Am 12.02.20 um 13:36 schrieb Lukas Wunner:
> On Tue, Feb 11, 2020 at 08:47:05PM -0800, Florian Fainelli wrote:
>> The commit message is a bit long and starts
>> going into details that I am not sure add anything
> I adhere to the school of thought which holds that commit messages
> shall provide complete context, including numbers to back up claims,
> user-visible impact, affected versions, genesis of the fix and so on.
> By that logic there's no such a thing as a too long commit message.
>
> Nevertheless please find a shortened version below, complete with
> the Fixes tag you requested as well as your R-b.
>
>
> On Wed, Feb 12, 2020 at 08:13:29AM +0000, Marc Zyngier wrote:
>> It otherwise looks good.
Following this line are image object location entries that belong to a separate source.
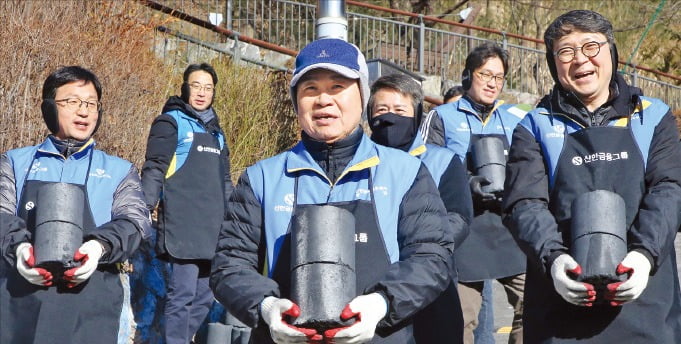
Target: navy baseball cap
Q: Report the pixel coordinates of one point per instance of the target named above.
(337, 56)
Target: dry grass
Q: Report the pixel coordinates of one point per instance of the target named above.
(112, 38)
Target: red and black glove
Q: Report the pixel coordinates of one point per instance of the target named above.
(25, 266)
(637, 267)
(273, 310)
(89, 254)
(368, 310)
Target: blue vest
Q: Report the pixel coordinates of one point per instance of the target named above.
(106, 172)
(550, 130)
(436, 158)
(460, 121)
(186, 127)
(273, 183)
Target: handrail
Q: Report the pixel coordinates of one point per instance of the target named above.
(443, 21)
(499, 32)
(218, 29)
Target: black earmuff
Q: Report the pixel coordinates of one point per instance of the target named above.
(466, 79)
(184, 92)
(418, 115)
(50, 115)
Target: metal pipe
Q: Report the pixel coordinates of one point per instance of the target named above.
(219, 49)
(219, 29)
(331, 20)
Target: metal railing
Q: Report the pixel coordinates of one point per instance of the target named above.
(413, 46)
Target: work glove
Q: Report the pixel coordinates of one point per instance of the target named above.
(574, 292)
(273, 310)
(369, 310)
(476, 183)
(88, 254)
(637, 266)
(25, 266)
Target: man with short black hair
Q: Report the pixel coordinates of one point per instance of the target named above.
(84, 304)
(489, 252)
(394, 113)
(186, 173)
(596, 134)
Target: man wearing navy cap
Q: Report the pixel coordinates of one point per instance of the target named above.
(404, 243)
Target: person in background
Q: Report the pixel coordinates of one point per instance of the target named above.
(87, 303)
(186, 172)
(453, 94)
(489, 252)
(593, 132)
(404, 241)
(483, 332)
(394, 113)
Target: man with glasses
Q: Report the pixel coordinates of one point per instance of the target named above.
(83, 300)
(187, 173)
(594, 132)
(478, 118)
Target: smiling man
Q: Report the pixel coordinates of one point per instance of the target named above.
(404, 243)
(489, 251)
(186, 172)
(84, 304)
(594, 132)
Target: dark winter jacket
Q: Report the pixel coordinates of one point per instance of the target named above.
(162, 145)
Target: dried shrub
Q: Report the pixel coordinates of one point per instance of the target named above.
(106, 37)
(255, 113)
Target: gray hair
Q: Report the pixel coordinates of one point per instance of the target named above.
(577, 21)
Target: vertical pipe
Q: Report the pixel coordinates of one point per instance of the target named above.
(228, 15)
(422, 40)
(331, 20)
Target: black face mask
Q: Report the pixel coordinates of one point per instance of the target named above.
(393, 130)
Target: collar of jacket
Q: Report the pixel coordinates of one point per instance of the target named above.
(466, 105)
(176, 103)
(366, 156)
(48, 148)
(418, 147)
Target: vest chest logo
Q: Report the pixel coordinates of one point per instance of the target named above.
(288, 204)
(378, 189)
(35, 168)
(463, 126)
(100, 173)
(557, 133)
(189, 137)
(208, 149)
(600, 156)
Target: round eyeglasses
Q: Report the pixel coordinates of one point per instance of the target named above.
(590, 49)
(197, 87)
(74, 104)
(486, 77)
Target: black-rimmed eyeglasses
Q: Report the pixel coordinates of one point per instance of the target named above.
(590, 49)
(74, 104)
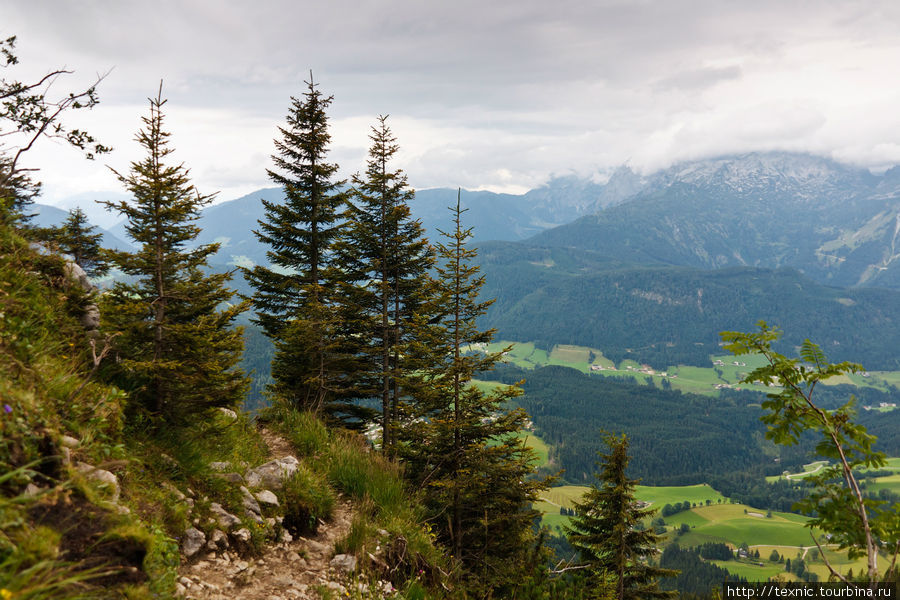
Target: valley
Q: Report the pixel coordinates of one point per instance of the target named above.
(710, 517)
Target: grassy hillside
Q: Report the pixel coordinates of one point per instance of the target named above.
(666, 315)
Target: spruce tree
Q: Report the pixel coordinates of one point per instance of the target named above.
(605, 531)
(177, 349)
(460, 445)
(295, 296)
(77, 238)
(386, 258)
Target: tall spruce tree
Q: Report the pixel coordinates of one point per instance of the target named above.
(605, 531)
(177, 350)
(295, 296)
(386, 259)
(461, 446)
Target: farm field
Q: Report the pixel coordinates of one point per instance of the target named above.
(888, 482)
(808, 469)
(723, 370)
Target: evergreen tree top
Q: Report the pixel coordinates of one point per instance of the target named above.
(162, 194)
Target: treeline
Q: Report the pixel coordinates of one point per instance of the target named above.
(672, 315)
(698, 578)
(678, 439)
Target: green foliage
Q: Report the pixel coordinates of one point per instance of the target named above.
(307, 434)
(30, 111)
(342, 461)
(294, 296)
(852, 520)
(653, 313)
(361, 476)
(460, 444)
(76, 237)
(604, 531)
(178, 351)
(306, 498)
(676, 438)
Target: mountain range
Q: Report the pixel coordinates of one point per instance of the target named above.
(653, 266)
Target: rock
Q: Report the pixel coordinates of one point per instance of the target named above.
(345, 563)
(242, 535)
(90, 318)
(234, 478)
(104, 478)
(67, 441)
(336, 587)
(226, 520)
(217, 540)
(251, 506)
(229, 414)
(272, 474)
(194, 539)
(267, 497)
(77, 276)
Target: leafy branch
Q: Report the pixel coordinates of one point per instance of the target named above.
(853, 521)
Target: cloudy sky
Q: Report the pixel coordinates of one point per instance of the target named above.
(485, 95)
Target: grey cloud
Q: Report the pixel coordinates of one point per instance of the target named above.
(699, 79)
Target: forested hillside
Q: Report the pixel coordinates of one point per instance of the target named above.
(672, 315)
(678, 439)
(833, 222)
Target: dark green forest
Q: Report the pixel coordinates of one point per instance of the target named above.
(677, 438)
(673, 315)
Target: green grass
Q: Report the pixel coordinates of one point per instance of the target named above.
(697, 380)
(752, 571)
(890, 482)
(808, 469)
(729, 523)
(657, 496)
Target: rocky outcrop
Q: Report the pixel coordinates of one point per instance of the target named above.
(272, 474)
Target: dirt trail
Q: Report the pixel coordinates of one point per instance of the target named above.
(285, 571)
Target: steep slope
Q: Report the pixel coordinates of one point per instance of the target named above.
(668, 315)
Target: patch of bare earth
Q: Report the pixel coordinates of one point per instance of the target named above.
(285, 570)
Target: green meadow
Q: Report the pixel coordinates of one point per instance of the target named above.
(723, 369)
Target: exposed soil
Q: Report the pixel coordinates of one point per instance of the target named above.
(286, 570)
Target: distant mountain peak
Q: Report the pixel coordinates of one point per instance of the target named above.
(805, 175)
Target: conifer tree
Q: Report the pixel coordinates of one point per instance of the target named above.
(605, 531)
(461, 446)
(386, 257)
(177, 350)
(77, 238)
(294, 298)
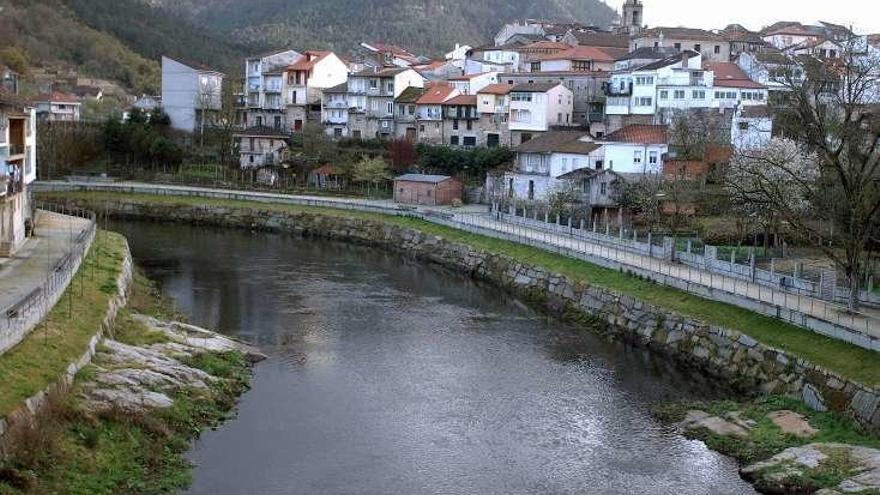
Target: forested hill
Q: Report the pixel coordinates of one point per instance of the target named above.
(429, 27)
(122, 40)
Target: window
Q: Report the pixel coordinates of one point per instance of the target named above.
(580, 65)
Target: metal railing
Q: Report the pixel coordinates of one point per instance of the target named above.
(18, 319)
(823, 317)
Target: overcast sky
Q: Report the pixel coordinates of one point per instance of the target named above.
(863, 15)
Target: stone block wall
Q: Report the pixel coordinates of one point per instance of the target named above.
(719, 352)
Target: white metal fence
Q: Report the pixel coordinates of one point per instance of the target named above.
(825, 317)
(19, 318)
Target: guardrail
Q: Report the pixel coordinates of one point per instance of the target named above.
(820, 316)
(19, 319)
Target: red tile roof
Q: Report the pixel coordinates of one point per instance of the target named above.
(308, 60)
(56, 96)
(436, 94)
(645, 134)
(729, 75)
(496, 89)
(462, 100)
(468, 77)
(586, 53)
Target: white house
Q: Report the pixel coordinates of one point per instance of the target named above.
(263, 88)
(635, 149)
(18, 169)
(304, 81)
(752, 127)
(189, 93)
(541, 161)
(535, 108)
(58, 107)
(470, 84)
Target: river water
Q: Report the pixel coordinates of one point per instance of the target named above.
(390, 377)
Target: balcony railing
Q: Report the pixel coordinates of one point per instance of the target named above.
(611, 90)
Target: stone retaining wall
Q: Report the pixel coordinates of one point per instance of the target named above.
(31, 406)
(719, 352)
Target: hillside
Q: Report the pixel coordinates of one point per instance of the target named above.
(430, 27)
(122, 40)
(51, 35)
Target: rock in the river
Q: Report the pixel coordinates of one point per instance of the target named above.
(696, 419)
(785, 471)
(792, 423)
(137, 379)
(187, 339)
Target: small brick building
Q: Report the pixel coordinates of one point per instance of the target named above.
(420, 189)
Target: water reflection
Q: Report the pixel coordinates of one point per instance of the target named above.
(387, 376)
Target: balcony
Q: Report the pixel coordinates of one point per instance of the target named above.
(612, 90)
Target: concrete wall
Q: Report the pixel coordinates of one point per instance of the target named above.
(31, 406)
(719, 352)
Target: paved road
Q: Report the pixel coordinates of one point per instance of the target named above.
(745, 293)
(28, 268)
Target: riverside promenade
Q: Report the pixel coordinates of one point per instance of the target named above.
(32, 280)
(825, 317)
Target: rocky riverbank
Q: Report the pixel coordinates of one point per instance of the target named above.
(127, 419)
(784, 447)
(726, 354)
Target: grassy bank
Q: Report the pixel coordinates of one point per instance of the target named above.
(766, 439)
(77, 451)
(848, 360)
(43, 356)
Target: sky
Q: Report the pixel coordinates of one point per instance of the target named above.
(862, 15)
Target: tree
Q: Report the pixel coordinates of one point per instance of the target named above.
(403, 155)
(370, 171)
(828, 180)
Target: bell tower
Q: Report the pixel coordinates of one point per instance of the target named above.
(633, 16)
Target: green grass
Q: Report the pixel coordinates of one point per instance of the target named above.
(74, 451)
(766, 439)
(845, 359)
(43, 356)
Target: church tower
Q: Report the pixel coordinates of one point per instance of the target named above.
(633, 16)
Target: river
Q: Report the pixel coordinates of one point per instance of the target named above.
(391, 377)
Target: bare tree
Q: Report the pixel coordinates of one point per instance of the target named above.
(829, 173)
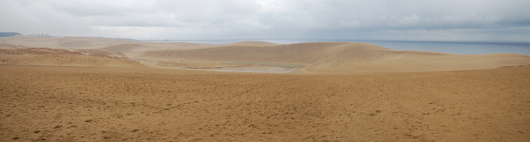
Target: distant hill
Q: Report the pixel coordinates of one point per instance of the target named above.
(8, 34)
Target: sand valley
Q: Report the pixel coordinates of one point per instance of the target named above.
(99, 89)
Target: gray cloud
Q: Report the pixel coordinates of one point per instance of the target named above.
(272, 19)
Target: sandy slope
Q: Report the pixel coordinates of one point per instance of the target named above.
(99, 91)
(42, 103)
(319, 57)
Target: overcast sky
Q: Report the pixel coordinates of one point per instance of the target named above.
(453, 20)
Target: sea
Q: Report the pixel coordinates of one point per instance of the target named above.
(456, 47)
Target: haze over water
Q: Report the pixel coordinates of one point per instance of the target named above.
(455, 47)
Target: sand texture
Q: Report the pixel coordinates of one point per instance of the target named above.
(97, 89)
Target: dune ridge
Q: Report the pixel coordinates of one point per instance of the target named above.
(316, 57)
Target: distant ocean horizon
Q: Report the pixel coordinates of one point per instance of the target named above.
(455, 47)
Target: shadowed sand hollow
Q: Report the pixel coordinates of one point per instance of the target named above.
(114, 90)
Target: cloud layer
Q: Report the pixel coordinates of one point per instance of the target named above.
(497, 20)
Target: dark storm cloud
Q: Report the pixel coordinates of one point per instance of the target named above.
(229, 19)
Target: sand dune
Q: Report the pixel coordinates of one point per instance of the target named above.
(317, 57)
(97, 89)
(59, 57)
(41, 103)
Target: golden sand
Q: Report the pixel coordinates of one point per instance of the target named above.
(49, 94)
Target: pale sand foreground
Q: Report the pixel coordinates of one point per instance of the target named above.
(140, 104)
(89, 89)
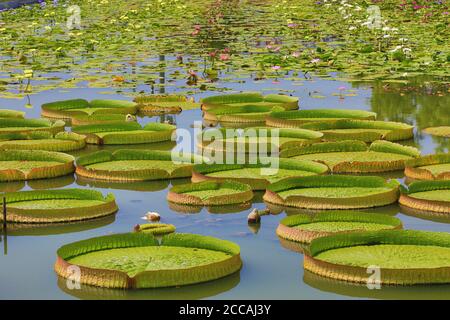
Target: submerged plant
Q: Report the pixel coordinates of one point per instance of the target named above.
(137, 260)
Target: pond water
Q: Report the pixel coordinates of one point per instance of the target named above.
(270, 271)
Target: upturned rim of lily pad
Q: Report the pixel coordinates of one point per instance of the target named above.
(288, 226)
(388, 276)
(110, 278)
(101, 206)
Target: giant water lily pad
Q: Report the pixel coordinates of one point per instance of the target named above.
(211, 193)
(365, 130)
(355, 157)
(332, 192)
(135, 165)
(404, 257)
(293, 119)
(258, 175)
(249, 98)
(126, 133)
(156, 229)
(34, 164)
(62, 141)
(102, 118)
(432, 196)
(56, 206)
(306, 227)
(257, 139)
(6, 113)
(137, 260)
(15, 125)
(66, 109)
(443, 131)
(430, 167)
(247, 114)
(157, 104)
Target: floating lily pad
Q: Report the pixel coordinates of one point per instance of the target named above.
(34, 164)
(135, 165)
(249, 98)
(433, 196)
(81, 120)
(6, 113)
(259, 175)
(332, 192)
(137, 260)
(55, 206)
(246, 114)
(355, 157)
(431, 167)
(57, 228)
(157, 104)
(157, 229)
(253, 140)
(306, 227)
(125, 133)
(66, 109)
(293, 119)
(443, 131)
(211, 193)
(62, 141)
(14, 125)
(364, 130)
(404, 257)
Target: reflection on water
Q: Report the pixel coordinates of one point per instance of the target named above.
(432, 292)
(198, 291)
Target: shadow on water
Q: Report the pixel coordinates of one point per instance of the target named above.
(432, 292)
(191, 292)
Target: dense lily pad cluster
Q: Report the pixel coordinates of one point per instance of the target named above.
(204, 46)
(110, 47)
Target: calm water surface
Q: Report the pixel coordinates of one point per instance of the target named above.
(270, 270)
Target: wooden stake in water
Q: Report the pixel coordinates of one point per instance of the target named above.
(4, 213)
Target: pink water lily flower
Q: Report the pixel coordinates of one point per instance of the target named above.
(224, 57)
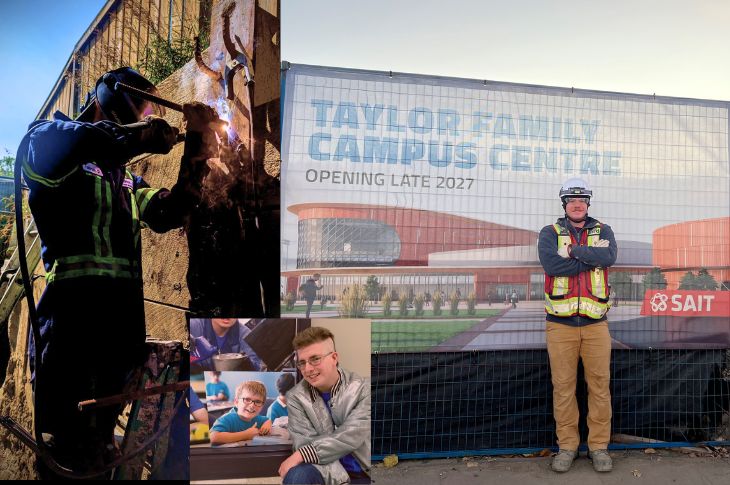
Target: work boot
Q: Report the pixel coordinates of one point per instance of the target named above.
(601, 460)
(563, 460)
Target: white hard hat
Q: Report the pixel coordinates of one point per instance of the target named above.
(575, 187)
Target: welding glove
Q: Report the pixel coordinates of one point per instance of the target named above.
(563, 252)
(152, 135)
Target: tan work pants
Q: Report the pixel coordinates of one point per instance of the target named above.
(592, 344)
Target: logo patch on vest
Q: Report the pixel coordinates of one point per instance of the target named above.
(92, 169)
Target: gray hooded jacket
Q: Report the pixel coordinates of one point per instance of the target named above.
(322, 440)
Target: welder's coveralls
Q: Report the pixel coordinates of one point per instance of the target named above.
(89, 211)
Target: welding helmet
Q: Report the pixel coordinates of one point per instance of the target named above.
(119, 106)
(575, 187)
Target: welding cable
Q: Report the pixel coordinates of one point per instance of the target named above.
(43, 449)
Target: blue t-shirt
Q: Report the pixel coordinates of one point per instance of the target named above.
(348, 461)
(215, 388)
(231, 422)
(276, 410)
(195, 402)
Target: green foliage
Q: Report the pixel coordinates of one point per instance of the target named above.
(372, 287)
(454, 303)
(705, 281)
(620, 282)
(354, 302)
(471, 303)
(7, 163)
(289, 301)
(437, 303)
(654, 280)
(161, 59)
(387, 302)
(418, 303)
(403, 304)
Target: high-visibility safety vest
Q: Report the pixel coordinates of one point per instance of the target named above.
(89, 221)
(584, 294)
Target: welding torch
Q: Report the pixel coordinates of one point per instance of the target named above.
(131, 90)
(138, 93)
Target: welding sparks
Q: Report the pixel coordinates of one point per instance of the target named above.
(225, 114)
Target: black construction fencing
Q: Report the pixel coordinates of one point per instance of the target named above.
(491, 402)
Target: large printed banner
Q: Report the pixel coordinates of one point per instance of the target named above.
(423, 197)
(686, 303)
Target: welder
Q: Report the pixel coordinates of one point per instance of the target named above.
(89, 210)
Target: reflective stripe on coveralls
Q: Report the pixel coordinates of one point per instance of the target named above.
(103, 262)
(565, 298)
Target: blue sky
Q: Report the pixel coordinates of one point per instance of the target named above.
(668, 47)
(36, 40)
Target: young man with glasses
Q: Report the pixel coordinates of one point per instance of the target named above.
(575, 253)
(329, 417)
(242, 422)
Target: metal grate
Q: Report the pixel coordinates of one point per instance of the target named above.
(463, 403)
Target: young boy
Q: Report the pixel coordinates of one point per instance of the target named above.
(216, 390)
(242, 422)
(278, 407)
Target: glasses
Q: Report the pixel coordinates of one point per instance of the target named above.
(248, 401)
(313, 361)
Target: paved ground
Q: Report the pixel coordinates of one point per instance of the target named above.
(660, 468)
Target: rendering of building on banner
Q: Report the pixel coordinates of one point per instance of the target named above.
(435, 184)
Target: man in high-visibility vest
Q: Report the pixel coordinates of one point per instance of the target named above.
(575, 253)
(89, 210)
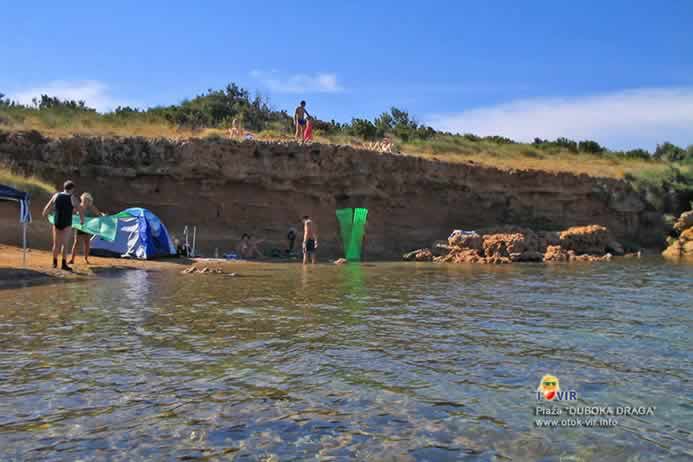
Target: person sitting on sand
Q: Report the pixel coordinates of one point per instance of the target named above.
(63, 204)
(90, 211)
(247, 248)
(300, 115)
(310, 240)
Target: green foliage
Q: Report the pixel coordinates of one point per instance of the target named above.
(363, 128)
(668, 189)
(590, 146)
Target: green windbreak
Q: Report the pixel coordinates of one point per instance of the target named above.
(345, 218)
(352, 224)
(104, 227)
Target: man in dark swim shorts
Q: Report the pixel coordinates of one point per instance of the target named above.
(63, 204)
(310, 240)
(300, 120)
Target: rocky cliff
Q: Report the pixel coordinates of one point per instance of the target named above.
(228, 187)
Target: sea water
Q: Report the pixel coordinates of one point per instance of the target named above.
(365, 362)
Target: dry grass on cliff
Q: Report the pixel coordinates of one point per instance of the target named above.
(442, 147)
(518, 156)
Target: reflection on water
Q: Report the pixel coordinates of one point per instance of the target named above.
(368, 362)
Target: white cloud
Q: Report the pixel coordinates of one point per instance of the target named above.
(94, 93)
(620, 120)
(298, 83)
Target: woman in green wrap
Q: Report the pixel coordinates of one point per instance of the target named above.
(90, 211)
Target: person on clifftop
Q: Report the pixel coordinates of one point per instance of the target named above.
(63, 204)
(90, 210)
(300, 120)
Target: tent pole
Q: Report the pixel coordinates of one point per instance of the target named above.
(24, 244)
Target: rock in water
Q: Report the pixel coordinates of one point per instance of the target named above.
(683, 245)
(418, 255)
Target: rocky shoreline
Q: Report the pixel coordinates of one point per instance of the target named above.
(682, 245)
(510, 244)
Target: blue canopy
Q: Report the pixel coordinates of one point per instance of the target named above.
(140, 234)
(22, 197)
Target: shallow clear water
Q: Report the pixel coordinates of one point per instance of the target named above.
(376, 362)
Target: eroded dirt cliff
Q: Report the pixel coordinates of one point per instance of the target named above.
(228, 187)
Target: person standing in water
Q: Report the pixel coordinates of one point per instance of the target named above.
(63, 204)
(300, 120)
(310, 240)
(90, 210)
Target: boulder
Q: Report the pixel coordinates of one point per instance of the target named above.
(468, 240)
(592, 239)
(418, 255)
(684, 222)
(683, 245)
(554, 253)
(615, 248)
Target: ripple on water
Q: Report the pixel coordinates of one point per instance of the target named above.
(370, 362)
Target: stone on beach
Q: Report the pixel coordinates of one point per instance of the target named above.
(683, 245)
(509, 244)
(592, 239)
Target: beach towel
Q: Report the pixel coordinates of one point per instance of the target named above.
(308, 132)
(104, 227)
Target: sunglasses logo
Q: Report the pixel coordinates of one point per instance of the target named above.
(550, 389)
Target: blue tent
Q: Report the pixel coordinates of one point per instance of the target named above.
(7, 193)
(140, 234)
(12, 194)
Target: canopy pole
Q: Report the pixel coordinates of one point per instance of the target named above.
(24, 244)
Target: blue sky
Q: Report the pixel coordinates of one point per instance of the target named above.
(620, 72)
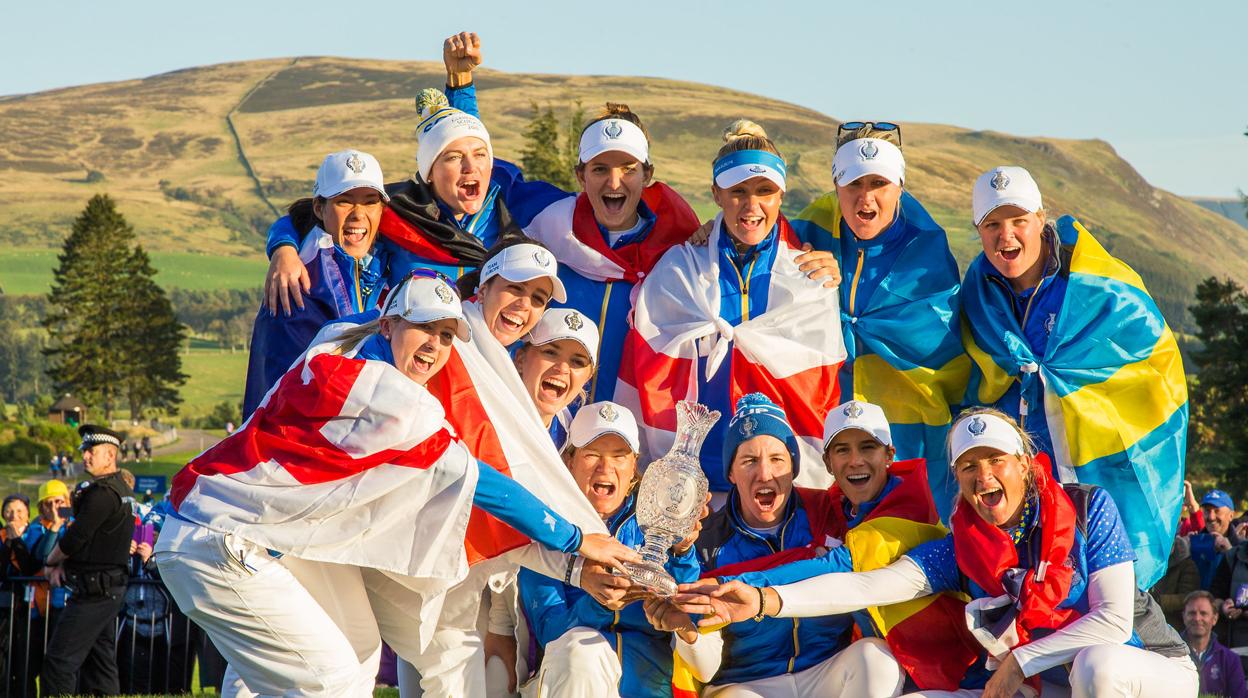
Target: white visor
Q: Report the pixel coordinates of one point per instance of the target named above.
(614, 134)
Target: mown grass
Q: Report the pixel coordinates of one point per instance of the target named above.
(29, 271)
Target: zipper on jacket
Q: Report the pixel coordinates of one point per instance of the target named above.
(858, 272)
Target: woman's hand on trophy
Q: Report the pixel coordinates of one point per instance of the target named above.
(667, 618)
(720, 603)
(688, 542)
(608, 589)
(600, 547)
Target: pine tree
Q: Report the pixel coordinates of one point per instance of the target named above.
(106, 317)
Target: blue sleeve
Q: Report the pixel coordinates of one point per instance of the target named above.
(282, 232)
(939, 563)
(1107, 537)
(464, 99)
(517, 507)
(835, 560)
(546, 606)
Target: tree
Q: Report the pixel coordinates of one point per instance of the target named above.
(1218, 400)
(107, 319)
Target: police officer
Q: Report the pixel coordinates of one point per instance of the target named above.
(91, 561)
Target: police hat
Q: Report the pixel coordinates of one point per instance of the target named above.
(92, 435)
You can either resend it with a fixed commit
>> message,
>> or provide me with a commit message that I can stick there while applying
>> it.
> The below also contains the patch itself, so can be applied directly
> with git am --scissors. Feel free to tweak as you see fit.
> Shout if I've missed anything. Thanks.

thanks for all the investigation. Unfortunately the patch below doesn't
compile, since it lacks the definiton of REG_FIQ_ENABLE.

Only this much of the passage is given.